I’ve been thinking about ‘sampajana’. There is so much to say about this quality of ‘clearly knowing’ or comprehending, but there is a lot I find quite mysterious, subtle and difficult to communicate.
What exactly does it mean for something to be clearly known? And how exactly does clear comprehension (another way of translating sampajana) interact with sati, present moment awareness, in a way that supports and augments it?
Clearly comprehending is the factor of mind that is more interested in the bigger picture. It is able to see how the mind works. It has the eye of non conceptual wisdom. I think sampajana is about perspective.
I have a sense of wanting to pull up my hand, palm down, panning back like a camera on zoom. This gesture says something to me about the role of this mental quality. I have been wondering if what I’m talking about as perspective can be expressed through the language of ‘meta’ as in meta analysis. Perhaps a ‘meta view’?
An image that comes to mind of a conductor and orchestra performing in a concert hall. When I’m at a concert, usually my attention is naturally with the music, often picking up on individual sounds from the different instruments. Less frequently my attention will be with the conductor watching how he or she defines the overall sound from each and every musician on the stage.
(I sing in a choir, and one evening when we were finding a particular section of the music tricky, our conductor showed us his score, dense with notation for the 50 instruments he would be conducting besides us. “You think your part is difficult!” he said, and we all laughed.)

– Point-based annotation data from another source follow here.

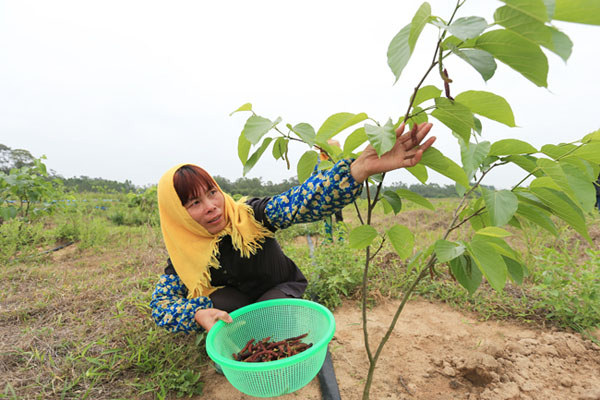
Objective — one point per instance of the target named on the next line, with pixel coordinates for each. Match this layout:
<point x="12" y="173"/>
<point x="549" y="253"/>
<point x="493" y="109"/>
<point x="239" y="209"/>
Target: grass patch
<point x="75" y="324"/>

The conductor can be a metaphor for clearly knowing. Their attention has to be broad and yet they need to know every detail of the symphony or concerto, whatever it is. The attention needs to be relaxed and flowing with deep feeling for the whole piece. The conductor has to step back from the individual sound or musician and focus more on the overall feel of what she’s hearing, and the relationships between, for instance, the flute and the soloist, or the string section and the French horns.
For the music to work, a million sound ‘moments’, both individual and in relationship to each other move in an indefinable dance.
One example to demonstrate the meaning of the ‘meta’ perspective relates to film reviews. Instead of the film being reviewed and critiqued, the reviews themselves are analysed en masse. This is a step back from the focus being on the content of the film. The role of sampajana involves a similar natural stepping back in order to know the mind, rather than its contents.
Meta analysis it is defined rather dryly as ‘an abstraction behind another concept, that is used to complete or add to the latter’, but it can also mean ‘something of a higher or second order’ in relation to a creative work.
With meditation we’re not talking about concepts becoming more abstracted through the meta view, but experience actually becoming more direct and less concept heavy. Through this ‘knowing’ we see the fleeting perceptions, feelings and internal motivations before they come to fully fledged thought, speech or action. There is a higher or second order of ‘knowing’. We are revealed to ourselves through clear knowing, and here the conductor metaphor reveals its limitations. For there is no conductor, no person or self, but simply a million mind moments in a constantly re-creating pattern, dancing through our own lives.
What do you think? Can you relate to the idea of’ meta view’? Tell me how it lands with you and what you think would bring it more alive.